Canadian Currency Fluctuates Amid Fed Tapering Speculation
Canada’s dollar fluctuated amid speculation the nation’s economic expansion is faltering and bets the U.S. Federal Reserve will soon cut monetary stimulus that has fueled demand for riskier assets worldwide.
The Canadian currency lost ground to its U.S. counterpart as data showing a return in U.S. manufacturing provided more justification for policy makers to wean the economy off four years of monetary stimulus. Bank of Canada policy makers will leave the benchmark overnight rate at 1 percent tomorrow, according to trading in overnight index swaps, which also show investors are pricing in 10 basis points of tightening for the bank’s June 2014 meeting, down from 16 points a month ago.

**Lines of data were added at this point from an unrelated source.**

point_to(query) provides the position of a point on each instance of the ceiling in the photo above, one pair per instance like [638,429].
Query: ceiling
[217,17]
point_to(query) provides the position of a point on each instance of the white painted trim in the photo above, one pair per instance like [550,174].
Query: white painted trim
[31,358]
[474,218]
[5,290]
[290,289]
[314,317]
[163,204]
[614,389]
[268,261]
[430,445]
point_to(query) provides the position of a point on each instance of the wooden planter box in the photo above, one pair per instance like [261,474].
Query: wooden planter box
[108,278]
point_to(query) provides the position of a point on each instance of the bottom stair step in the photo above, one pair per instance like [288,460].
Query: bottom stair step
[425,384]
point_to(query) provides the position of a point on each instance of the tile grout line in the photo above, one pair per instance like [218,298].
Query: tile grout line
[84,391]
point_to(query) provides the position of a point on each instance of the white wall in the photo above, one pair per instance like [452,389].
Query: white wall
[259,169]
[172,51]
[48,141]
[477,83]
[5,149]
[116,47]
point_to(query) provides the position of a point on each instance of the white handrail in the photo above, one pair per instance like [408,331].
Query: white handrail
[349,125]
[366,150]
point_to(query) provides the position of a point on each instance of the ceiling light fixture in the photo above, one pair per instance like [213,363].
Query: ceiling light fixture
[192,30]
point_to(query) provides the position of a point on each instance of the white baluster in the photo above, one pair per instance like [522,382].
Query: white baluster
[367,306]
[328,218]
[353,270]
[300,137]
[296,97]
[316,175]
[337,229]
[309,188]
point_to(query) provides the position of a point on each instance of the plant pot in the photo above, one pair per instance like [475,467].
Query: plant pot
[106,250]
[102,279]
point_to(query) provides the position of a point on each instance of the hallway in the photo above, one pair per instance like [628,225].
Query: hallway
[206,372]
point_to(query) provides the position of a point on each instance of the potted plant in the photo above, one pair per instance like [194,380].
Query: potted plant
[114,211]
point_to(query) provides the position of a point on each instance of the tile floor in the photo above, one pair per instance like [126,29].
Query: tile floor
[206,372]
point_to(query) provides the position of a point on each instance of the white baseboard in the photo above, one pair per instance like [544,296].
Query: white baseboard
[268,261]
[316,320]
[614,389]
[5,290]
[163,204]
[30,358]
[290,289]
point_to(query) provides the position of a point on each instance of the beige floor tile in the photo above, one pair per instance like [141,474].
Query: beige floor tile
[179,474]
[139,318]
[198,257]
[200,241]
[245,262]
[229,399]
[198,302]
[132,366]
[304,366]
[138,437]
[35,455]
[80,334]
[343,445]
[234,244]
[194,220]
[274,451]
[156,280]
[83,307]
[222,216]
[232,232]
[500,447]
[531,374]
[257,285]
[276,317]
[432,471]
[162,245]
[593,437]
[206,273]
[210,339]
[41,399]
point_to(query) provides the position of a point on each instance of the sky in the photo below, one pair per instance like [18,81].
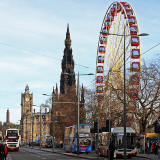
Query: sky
[32,34]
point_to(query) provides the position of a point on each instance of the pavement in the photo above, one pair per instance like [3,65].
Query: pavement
[93,155]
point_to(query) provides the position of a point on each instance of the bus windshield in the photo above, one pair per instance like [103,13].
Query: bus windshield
[12,133]
[130,137]
[85,141]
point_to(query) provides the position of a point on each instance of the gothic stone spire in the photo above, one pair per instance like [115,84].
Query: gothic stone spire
[67,74]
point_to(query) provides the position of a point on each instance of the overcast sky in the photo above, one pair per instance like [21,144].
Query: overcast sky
[32,34]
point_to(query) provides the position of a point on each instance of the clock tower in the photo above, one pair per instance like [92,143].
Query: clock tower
[26,114]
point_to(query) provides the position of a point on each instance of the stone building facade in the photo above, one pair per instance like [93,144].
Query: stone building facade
[30,120]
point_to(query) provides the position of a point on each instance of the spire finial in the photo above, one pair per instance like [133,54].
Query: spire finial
[27,88]
[68,40]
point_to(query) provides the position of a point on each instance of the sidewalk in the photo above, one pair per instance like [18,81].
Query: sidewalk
[150,156]
[92,155]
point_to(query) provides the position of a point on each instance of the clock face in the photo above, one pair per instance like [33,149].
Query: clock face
[27,99]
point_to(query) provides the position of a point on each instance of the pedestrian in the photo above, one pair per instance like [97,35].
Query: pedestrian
[152,147]
[111,150]
[5,151]
[138,146]
[1,152]
[155,148]
[148,147]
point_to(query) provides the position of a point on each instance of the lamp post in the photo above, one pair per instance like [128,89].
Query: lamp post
[78,107]
[124,83]
[40,122]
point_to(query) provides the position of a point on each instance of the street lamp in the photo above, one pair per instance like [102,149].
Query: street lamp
[124,83]
[40,123]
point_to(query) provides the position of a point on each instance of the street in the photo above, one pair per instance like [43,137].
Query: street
[26,154]
[34,154]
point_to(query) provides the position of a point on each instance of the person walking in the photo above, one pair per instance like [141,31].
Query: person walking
[111,150]
[5,151]
[1,152]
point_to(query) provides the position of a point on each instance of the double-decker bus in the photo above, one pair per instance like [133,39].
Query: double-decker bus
[118,139]
[70,138]
[12,139]
[117,135]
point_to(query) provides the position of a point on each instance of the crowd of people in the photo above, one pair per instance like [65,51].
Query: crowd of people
[3,151]
[151,147]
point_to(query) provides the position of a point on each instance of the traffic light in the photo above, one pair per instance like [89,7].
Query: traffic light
[156,127]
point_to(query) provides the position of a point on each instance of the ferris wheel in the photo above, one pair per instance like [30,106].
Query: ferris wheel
[118,35]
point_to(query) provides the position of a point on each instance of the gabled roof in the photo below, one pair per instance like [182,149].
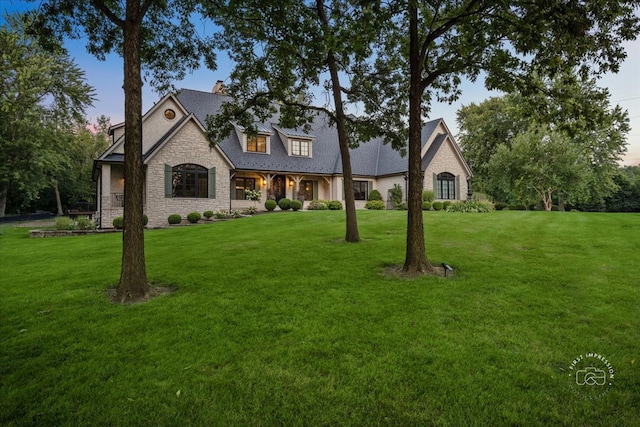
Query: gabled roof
[293,133]
[372,158]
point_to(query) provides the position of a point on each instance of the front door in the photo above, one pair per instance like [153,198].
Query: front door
[279,187]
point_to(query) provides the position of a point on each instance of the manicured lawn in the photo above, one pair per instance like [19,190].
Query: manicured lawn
[276,321]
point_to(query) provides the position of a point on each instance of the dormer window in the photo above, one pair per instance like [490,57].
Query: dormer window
[257,144]
[297,143]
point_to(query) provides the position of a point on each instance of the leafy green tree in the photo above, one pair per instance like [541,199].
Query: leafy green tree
[286,51]
[576,107]
[483,128]
[436,44]
[158,37]
[43,96]
[539,164]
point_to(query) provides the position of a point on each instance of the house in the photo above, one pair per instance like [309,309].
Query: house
[184,174]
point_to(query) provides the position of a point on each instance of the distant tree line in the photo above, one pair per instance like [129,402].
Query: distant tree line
[555,143]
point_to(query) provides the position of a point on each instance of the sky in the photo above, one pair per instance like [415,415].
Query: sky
[107,77]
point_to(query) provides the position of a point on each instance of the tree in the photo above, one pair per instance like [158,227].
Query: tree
[573,106]
[282,52]
[539,164]
[483,128]
[43,96]
[158,37]
[442,42]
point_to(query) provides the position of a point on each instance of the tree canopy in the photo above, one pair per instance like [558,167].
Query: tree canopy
[285,53]
[426,49]
[43,99]
[578,109]
[157,37]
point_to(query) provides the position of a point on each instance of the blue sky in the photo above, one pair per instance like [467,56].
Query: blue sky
[107,78]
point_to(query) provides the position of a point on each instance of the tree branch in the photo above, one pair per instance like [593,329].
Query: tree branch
[99,4]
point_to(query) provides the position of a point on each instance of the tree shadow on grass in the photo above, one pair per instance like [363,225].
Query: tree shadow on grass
[154,292]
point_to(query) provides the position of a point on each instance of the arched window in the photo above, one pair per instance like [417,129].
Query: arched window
[189,180]
[446,186]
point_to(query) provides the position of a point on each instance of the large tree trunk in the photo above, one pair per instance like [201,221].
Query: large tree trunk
[58,200]
[352,235]
[133,277]
[4,190]
[416,258]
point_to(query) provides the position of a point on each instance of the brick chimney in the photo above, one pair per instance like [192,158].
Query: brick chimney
[219,88]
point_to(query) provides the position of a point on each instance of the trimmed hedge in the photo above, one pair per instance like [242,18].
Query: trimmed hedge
[335,205]
[118,222]
[194,217]
[317,205]
[296,205]
[374,195]
[284,204]
[377,205]
[174,219]
[270,205]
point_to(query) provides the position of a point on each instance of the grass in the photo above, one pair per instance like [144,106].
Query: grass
[277,321]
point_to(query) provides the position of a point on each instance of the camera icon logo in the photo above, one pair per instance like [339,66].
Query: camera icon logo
[591,376]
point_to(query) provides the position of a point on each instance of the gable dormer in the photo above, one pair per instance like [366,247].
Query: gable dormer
[297,143]
[259,143]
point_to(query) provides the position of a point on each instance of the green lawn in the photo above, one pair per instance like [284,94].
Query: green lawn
[277,321]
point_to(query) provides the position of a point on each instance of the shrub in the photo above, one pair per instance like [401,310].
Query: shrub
[118,222]
[317,205]
[295,205]
[194,217]
[471,206]
[481,197]
[84,223]
[395,195]
[64,223]
[284,204]
[270,205]
[377,205]
[253,195]
[174,219]
[374,195]
[428,196]
[335,205]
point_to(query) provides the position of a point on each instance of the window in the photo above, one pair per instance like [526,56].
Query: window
[257,144]
[189,180]
[360,190]
[306,190]
[243,184]
[300,148]
[446,186]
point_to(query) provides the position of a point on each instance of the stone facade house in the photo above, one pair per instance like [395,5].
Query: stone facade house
[184,174]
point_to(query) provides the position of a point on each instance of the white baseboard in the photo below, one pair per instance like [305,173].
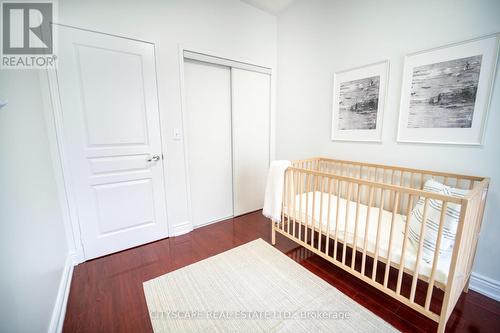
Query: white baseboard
[59,311]
[485,285]
[181,229]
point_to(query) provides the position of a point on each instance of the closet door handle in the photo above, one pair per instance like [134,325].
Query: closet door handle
[154,158]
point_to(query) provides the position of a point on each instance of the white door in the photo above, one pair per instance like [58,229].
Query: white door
[108,93]
[208,114]
[251,130]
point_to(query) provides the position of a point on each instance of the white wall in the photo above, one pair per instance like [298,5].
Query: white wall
[318,37]
[33,246]
[227,28]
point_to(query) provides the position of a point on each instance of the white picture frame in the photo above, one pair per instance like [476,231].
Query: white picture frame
[359,97]
[445,93]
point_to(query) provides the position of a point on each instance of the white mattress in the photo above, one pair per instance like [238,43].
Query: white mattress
[348,233]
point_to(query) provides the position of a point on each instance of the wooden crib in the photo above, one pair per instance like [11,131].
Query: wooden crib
[315,192]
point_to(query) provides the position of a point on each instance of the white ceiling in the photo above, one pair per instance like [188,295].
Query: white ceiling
[270,6]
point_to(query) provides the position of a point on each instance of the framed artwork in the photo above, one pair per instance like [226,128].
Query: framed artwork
[359,96]
[446,92]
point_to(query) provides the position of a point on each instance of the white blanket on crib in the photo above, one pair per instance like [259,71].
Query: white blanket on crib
[345,233]
[274,190]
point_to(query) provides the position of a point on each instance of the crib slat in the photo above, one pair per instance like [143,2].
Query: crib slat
[377,241]
[307,207]
[313,214]
[320,233]
[405,244]
[346,220]
[330,186]
[282,205]
[430,287]
[367,224]
[391,233]
[419,251]
[301,218]
[294,202]
[355,237]
[339,188]
[288,201]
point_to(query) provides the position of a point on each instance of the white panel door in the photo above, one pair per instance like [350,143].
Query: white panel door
[208,113]
[111,130]
[251,113]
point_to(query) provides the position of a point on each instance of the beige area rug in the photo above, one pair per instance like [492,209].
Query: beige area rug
[253,288]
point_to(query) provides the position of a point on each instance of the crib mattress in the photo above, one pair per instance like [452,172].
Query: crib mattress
[346,234]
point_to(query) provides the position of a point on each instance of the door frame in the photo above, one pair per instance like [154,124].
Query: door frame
[209,57]
[52,109]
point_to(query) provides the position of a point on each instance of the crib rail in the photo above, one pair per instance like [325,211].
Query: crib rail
[315,188]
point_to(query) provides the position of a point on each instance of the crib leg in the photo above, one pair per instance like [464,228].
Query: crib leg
[273,235]
[442,325]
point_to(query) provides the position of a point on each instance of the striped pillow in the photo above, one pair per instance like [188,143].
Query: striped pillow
[432,221]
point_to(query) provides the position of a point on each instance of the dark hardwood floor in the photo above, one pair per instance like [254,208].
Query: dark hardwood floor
[106,294]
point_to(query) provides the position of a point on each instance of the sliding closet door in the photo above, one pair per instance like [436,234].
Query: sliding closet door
[251,110]
[208,108]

“The ISM continued to pressure the loonie with the U.S. dollar rallying on positive data and the growing prospect of a Fed September taper,” said Adrian Miller, director of fixed-income strategies at GMP Securities LLC in New York.
The loonie, as the Canadian dollar is nicknamed for the image of a waterfowl on the C$1 coin, traded little changed at C$1.0541 per U.S. dollar at 11:47 a.m. in Toronto, after rising to as high as C$1.0509. One loonie purchases 94.87 U.S. cents.
Accelerating U.S. growth has prompted Fed Chairman Ben S. Bernanke to pledge to slow monetary stimulus if the economic expansion meets policy makers’ forecasts.
The Institute for Supply Management’s manufacturing index increased to 55.7 in August from 55.4 a month earlier, the Tempe, Arizona-based group said today. The median forecast of 85 economists surveyed by Bloomberg called for a reading of 54.
Bets by futures traders the Canadian dollar will weaken versus its U.S. peer outnumbered those it will gain by the most in 10 weeks, data from the Washington-based Commodity Futures Trading Commission show last week. The difference in the number of wagers by hedge funds and other large speculators on a decline in the Canadian dollar compared with those on a gain -- so-called net shorts -- was 24,959 in the week ended Aug. 27, the most since June 21.
The nation’s gross domestic product expanded 1.7 percent at an annual rate from April through June, slowing from a 2.2 percent pace in the first quarter, Statistics Canada reported last week. U.S. GDP rose at a 2.5 percent annualized rate in the second quarter, up from the initial estimate of 1.7 percent, Commerce Department figures showed Aug. 29.